What Chinese dataset are available for training decaNLP?

salesforce / decaNLP

The Natural Language Decathlon: A Multitask Challenge for NLP

BSD 3-Clause "New" or "Revised" License

2.34k stars 471 forks source link

What Chinese dataset are available for training decaNLP? #29

Closed threefoldo closed 6 years ago

threefoldo commented 6 years ago

It's a little difficult to find Chinese dataset suitable for training decaNLP. Right now, all I have is: 1, douban movie review for sentiment analysis; 2, webqa from baidu. Is there any other data which can be used for training?

bmccann commented 6 years ago

Well, any data you can find should be easy enough to include, but I myself am not familiar with the landscape of Chinese datasets. We can keep this issue open for a while to see if anyone else watching might know of some good ones.

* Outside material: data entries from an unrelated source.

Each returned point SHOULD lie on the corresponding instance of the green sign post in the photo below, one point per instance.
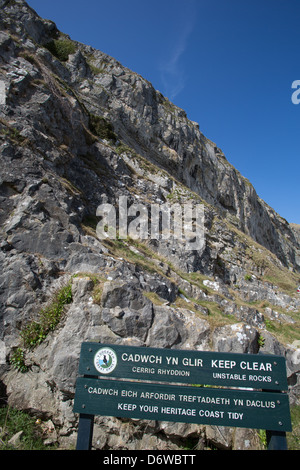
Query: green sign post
(138, 397)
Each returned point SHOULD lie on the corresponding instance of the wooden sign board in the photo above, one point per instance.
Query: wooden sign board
(187, 404)
(130, 382)
(184, 366)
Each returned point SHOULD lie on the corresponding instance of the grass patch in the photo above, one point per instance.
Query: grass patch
(61, 48)
(36, 331)
(102, 128)
(11, 422)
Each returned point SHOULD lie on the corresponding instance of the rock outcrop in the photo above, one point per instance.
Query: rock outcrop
(78, 130)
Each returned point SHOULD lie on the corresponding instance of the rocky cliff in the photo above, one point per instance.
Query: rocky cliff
(77, 129)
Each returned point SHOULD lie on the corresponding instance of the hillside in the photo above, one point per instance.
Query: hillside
(79, 130)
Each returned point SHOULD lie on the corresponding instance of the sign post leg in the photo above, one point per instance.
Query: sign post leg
(85, 432)
(276, 440)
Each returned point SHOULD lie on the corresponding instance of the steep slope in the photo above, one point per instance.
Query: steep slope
(77, 130)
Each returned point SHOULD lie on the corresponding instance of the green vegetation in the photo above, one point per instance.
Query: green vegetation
(37, 330)
(13, 421)
(102, 128)
(61, 48)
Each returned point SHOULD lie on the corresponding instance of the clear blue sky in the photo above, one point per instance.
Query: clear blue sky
(229, 64)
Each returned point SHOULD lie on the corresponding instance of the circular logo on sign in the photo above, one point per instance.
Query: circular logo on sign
(105, 360)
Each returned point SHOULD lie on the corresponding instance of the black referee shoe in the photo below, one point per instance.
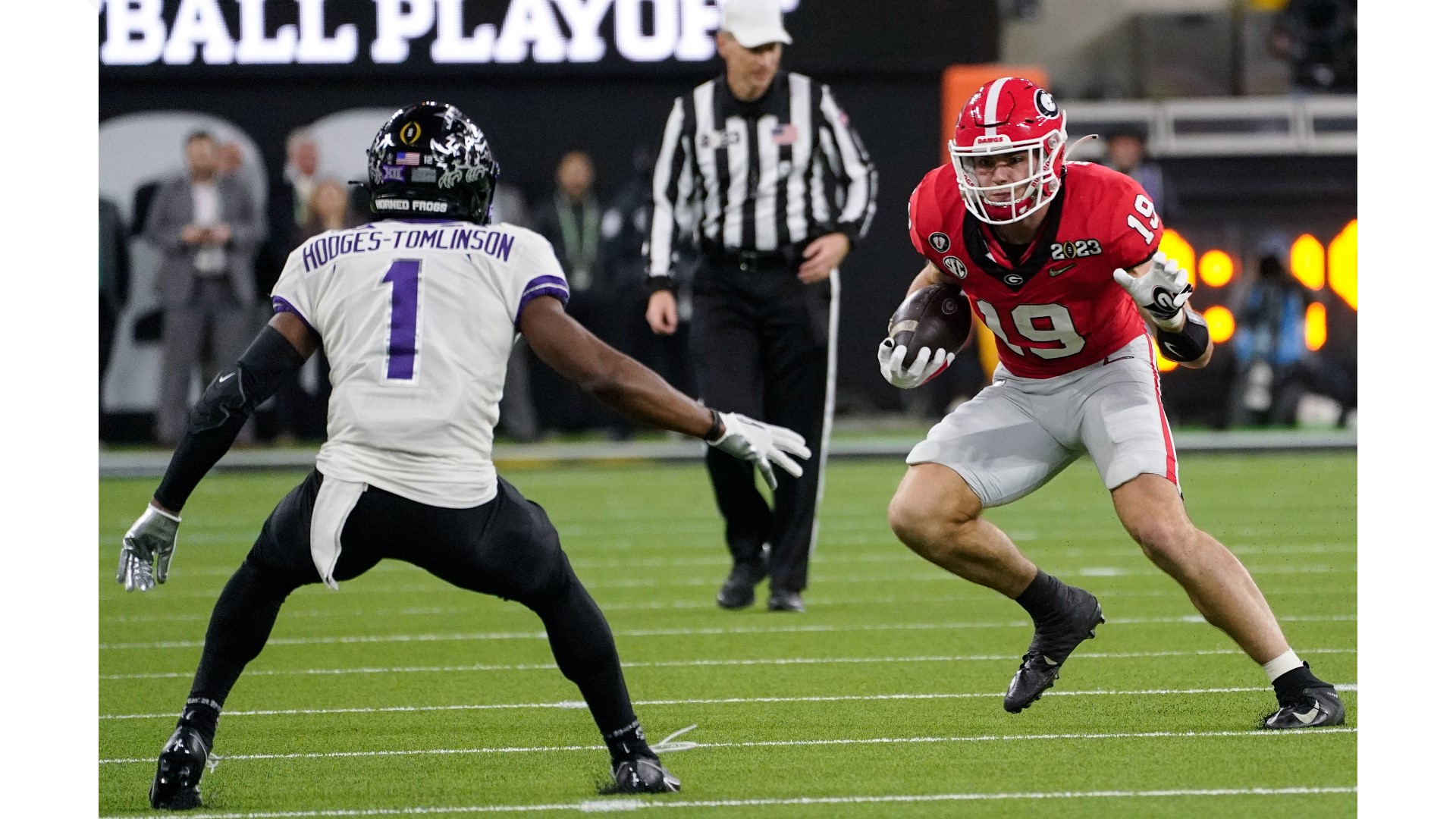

dfenglei commented 6 years ago

The follow is paper for DuReader: a Chinese Machine Reading Comprehension Dataset from Real-world Applications https://arxiv.org/abs/1711.05073

threefoldo commented 6 years ago

Thanks. I had already studied this data. Among 90k questions, most answers are long sentences, not short phrases extracted from input sentences. Maybe it could be preprocessed somehow before sending to decaNLP.